In 1984 the council voted to rename itself from Londonderry City Council to Derry City Council. This was, technically, only a name change applying to the council, not to the city itself, which legally remains Londonderry under its 1613 charter. The renamed council also rechristened the local airport from Londonderry Eglinton to City of Derry. Two Ulster Unionist councillors, Jim Guy and David Davis, broke ranks with a unionist boycott to vote for the change; they were expelled by their party and successfully re-elected as Independent Unionists. The name dispute has continued ever since. Locals call the city Derry, Londonderry, the Maiden City, or, with a kind of weary humour, Stroke City. The BBC tries to use both. The road signs sometimes hold both names. Some Derry-born unionists call it Londonderry as a deliberate small assertion. Some Derry-born nationalists call it Derry for the same reason in reverse.
The council met in the Guildhall, the red sandstone hall on the riverside built in 1890, gutted by an IRA bomb in 1972, and restored. In the same building, between 2000 and 2004, the Saville Inquiry heard nine hundred witnesses give evidence about Bloody Sunday. The Inquiry's chairman, Lord Saville, sat where mayors had once chaired meetings about street lighting and refuse collection. The building thus carried, in the very same chamber, two different kinds of public business: the routine work of running a city and the slow, difficult work of telling the truth about what had happened in that city's streets. Outside the Guildhall the council kept its skeleton on the city seal. Inside, the harp was restored to the centre of the cross in 2003 after the College of Arms accepted that it had been there in the 1613 original.

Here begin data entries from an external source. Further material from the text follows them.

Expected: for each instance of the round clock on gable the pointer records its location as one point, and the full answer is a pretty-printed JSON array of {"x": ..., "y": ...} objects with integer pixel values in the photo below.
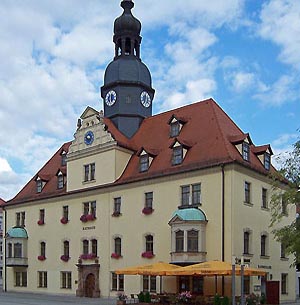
[
  {"x": 89, "y": 138},
  {"x": 145, "y": 99},
  {"x": 110, "y": 98}
]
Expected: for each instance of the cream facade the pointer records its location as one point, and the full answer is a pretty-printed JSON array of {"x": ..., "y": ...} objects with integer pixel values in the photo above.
[{"x": 132, "y": 226}]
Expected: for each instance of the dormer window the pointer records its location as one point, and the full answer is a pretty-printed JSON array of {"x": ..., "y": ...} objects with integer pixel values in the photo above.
[
  {"x": 39, "y": 185},
  {"x": 60, "y": 181},
  {"x": 174, "y": 129},
  {"x": 63, "y": 158},
  {"x": 246, "y": 151},
  {"x": 267, "y": 161},
  {"x": 144, "y": 163}
]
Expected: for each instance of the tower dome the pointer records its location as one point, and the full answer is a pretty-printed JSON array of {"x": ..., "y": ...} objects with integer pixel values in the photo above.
[{"x": 127, "y": 23}]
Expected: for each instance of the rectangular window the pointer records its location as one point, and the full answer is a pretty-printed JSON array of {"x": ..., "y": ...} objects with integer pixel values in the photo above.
[
  {"x": 66, "y": 212},
  {"x": 282, "y": 250},
  {"x": 179, "y": 236},
  {"x": 89, "y": 172},
  {"x": 263, "y": 240},
  {"x": 196, "y": 193},
  {"x": 267, "y": 161},
  {"x": 264, "y": 202},
  {"x": 21, "y": 279},
  {"x": 66, "y": 280},
  {"x": 42, "y": 279},
  {"x": 60, "y": 181},
  {"x": 247, "y": 192},
  {"x": 246, "y": 151},
  {"x": 192, "y": 239},
  {"x": 185, "y": 195},
  {"x": 284, "y": 283},
  {"x": 174, "y": 129},
  {"x": 177, "y": 156},
  {"x": 144, "y": 163},
  {"x": 42, "y": 216},
  {"x": 20, "y": 219},
  {"x": 149, "y": 200},
  {"x": 246, "y": 242},
  {"x": 117, "y": 206}
]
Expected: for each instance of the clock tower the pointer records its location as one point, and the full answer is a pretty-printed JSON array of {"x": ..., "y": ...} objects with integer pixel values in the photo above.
[{"x": 127, "y": 91}]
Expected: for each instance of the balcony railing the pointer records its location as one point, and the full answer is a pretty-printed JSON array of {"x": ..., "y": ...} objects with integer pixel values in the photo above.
[{"x": 17, "y": 262}]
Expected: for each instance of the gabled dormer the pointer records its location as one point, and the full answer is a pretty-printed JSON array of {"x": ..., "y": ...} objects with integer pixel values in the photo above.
[
  {"x": 179, "y": 151},
  {"x": 61, "y": 179},
  {"x": 95, "y": 157},
  {"x": 242, "y": 143},
  {"x": 176, "y": 125},
  {"x": 40, "y": 181},
  {"x": 146, "y": 158},
  {"x": 264, "y": 154}
]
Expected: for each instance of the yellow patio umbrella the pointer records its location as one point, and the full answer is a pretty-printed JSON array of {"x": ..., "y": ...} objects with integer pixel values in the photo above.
[
  {"x": 159, "y": 268},
  {"x": 209, "y": 268}
]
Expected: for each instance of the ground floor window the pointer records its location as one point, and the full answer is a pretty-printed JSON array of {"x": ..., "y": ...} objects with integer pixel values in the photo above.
[
  {"x": 21, "y": 279},
  {"x": 149, "y": 283},
  {"x": 66, "y": 280},
  {"x": 117, "y": 282},
  {"x": 284, "y": 283},
  {"x": 42, "y": 279}
]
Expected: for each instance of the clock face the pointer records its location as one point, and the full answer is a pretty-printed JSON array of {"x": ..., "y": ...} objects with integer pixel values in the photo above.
[
  {"x": 110, "y": 98},
  {"x": 89, "y": 138},
  {"x": 145, "y": 99}
]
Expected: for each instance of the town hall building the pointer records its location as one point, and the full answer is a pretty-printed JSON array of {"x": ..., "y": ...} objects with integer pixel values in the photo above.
[{"x": 183, "y": 186}]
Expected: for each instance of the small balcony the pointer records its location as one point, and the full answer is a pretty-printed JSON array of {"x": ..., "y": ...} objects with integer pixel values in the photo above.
[{"x": 17, "y": 262}]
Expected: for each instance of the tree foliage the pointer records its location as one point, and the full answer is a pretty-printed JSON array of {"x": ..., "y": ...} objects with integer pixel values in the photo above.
[{"x": 288, "y": 177}]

The 2015 reform of Northern Ireland's councils reduced the number of district councils from twenty-six to eleven. Derry City Council merged with Strabane District Council to form Derry and Strabane District Council, covering nearly the whole north-west corner of Northern Ireland. The merger ended forty-two years of a Derry-only local authority. The new council inherited the Guildhall, the City of Derry Airport, the city walls, and the Saville Inquiry's transcripts. It also inherited, by stages, a younger and slowly more reconciled population. Brenda Stevenson of the SDLP was the final mayor of Derry City Council in 2014-15; her deputy was Gary Middleton of the DUP. They had to share a small platform and present, jointly, the final ceremonial business of a body that had begun in 1973 as an experiment in whether Derry could be governed equitably. The answer turned out to be: yes, with patience, and at the cost of a lot of arguments about a name.
Derry sits at roughly 55.00 degrees north, 7.33 degrees west, at the bend of the River Foyle just before it widens into Lough Foyle. The walled hilltop of the old city, with the Guildhall on the riverside and the Bogside spreading west and south below the western walls, is one of the most distinctive urban silhouettes in Ireland. The nearest controlled airport is City of Derry (EGAE), the former Londonderry Eglinton, just east of the city; Donegal Airport (EIDL) lies about 60 km west across the border. Belfast International (EGAA) is roughly 100 km east. From cruise Lough Foyle stretches north of the city; the long ridge of Inishowen rises on the far side.